The report does not tell us how many people stream through smart TVs, game
consoles, or PCs connected to TVs, or those who just watch TV on PCs, Laptops
and tablets. So the actual percentage. Is probably much higher.

So this raises the real question:

Why is the shift to OTT streaming slower than Bert would like?

Exactly because it does not list the obvious methods. It only lists use of the
limited little boxes. People who stream to their PCs, phones, tablets, smart
TVs, laptops, aren't even counted. You answered your own question.

I think Ron nailed it: many people are satisfied with their MVPD service,
even
if they believe it is overpriced.

I think you guys keep ignoring the obvious. People are bailing out of the
legacy solutions. People are are both cutting and shaving the cord. That's why
the content owners and rights holders are developing the new techniques. And
the cabled MVPDs are buying time, cluttering up spectrum they have with
broadcast streams, for two pretty obvious reasons:

1. They will milk the legacy walled-in bundle model as long as they have
faithful and compliant servants who pay for it, even as those numbers dwindle,
and

2. They are creating scarcity in this broadband commodity, to command higher
prices. But even that is not 100% the case, as you have pointed out, because at
least occasionally, they have increased your broadband speed without changing
your plan.

I'll repeat, though, that the same applies to OTA broadcast as to cable
broadcast. Although OTA broadcast has a perfect excuse to *be* broadcast.
That's the only way they can afford to offer FOTA TV. Converting to a two-way
infrastructure involves a lot of cost, including recurring expenses, for the
dense mesh of transmitters. And of course DBS has a technical limitation to
offering two-way service, in high density markets. But cable is another matter
entirely, now that they have converted their infrastructure to two-way.

But the capacity
needed for all the linear networks in the MVPD bundles is just starting to be
built out.
This is where you lose focus, Craig. What capacity? The capacity is not in the
PONs, that already exists. The capacity is in the edge servers, those needed
for the more popular programs. Cabled MVPDs are bragging about deploying DOCSIS
3.1, and in the same breath, they are bragging about offering a mere 1 Gb/s
aggregate load per PON, with DOCSIS 3.1. Now do you see what it's all about?
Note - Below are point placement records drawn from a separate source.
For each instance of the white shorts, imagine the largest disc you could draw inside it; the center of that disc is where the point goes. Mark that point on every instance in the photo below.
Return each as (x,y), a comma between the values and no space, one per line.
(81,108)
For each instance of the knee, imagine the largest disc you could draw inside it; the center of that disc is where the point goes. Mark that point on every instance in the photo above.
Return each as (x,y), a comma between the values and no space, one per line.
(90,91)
The "capacity" calculation is very different, when comparing broadcast methods
to two-way methods.

What is different about CBS All Access, and what I just described above?
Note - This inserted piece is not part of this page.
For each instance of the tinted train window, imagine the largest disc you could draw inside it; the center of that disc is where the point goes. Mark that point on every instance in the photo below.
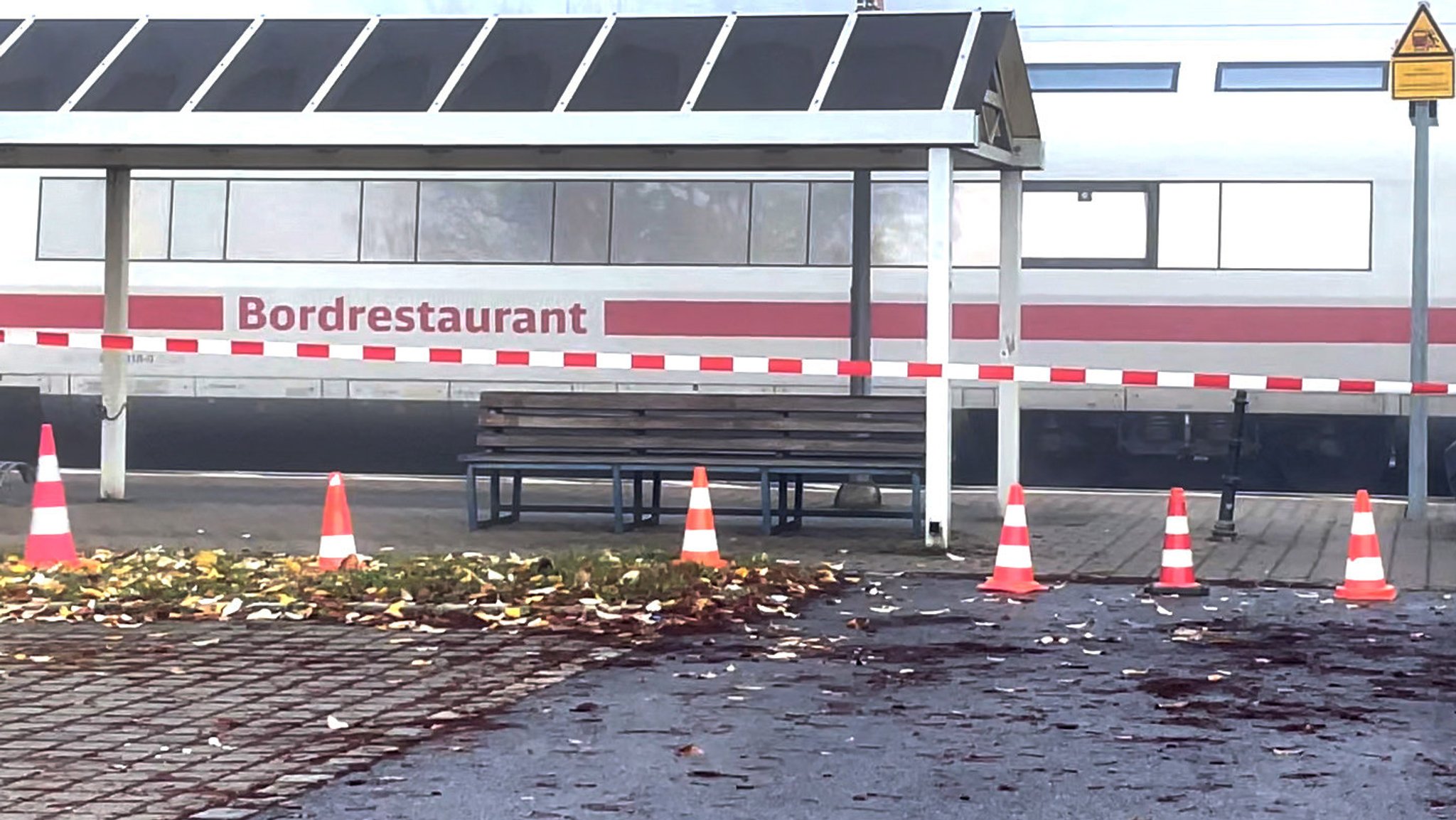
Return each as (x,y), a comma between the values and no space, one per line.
(1103,76)
(1300,78)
The difference is, just like SlingTV, All Access does not attempt to become
your one and only TV content source. Any scheme that merely duplicates the
legacy MVPD bundle model, and consequent pricing model, does attempt to do
this. Any scheme offered only to the subscribers of that physical
infrastructure, for example. But I think that it cannot take long for all of
the cabled MVPDs, once they have converted to IP, to want to exploit this new
capability they will have gained, just as Dish understood some time ago, and
compete outside their previous walled in territories.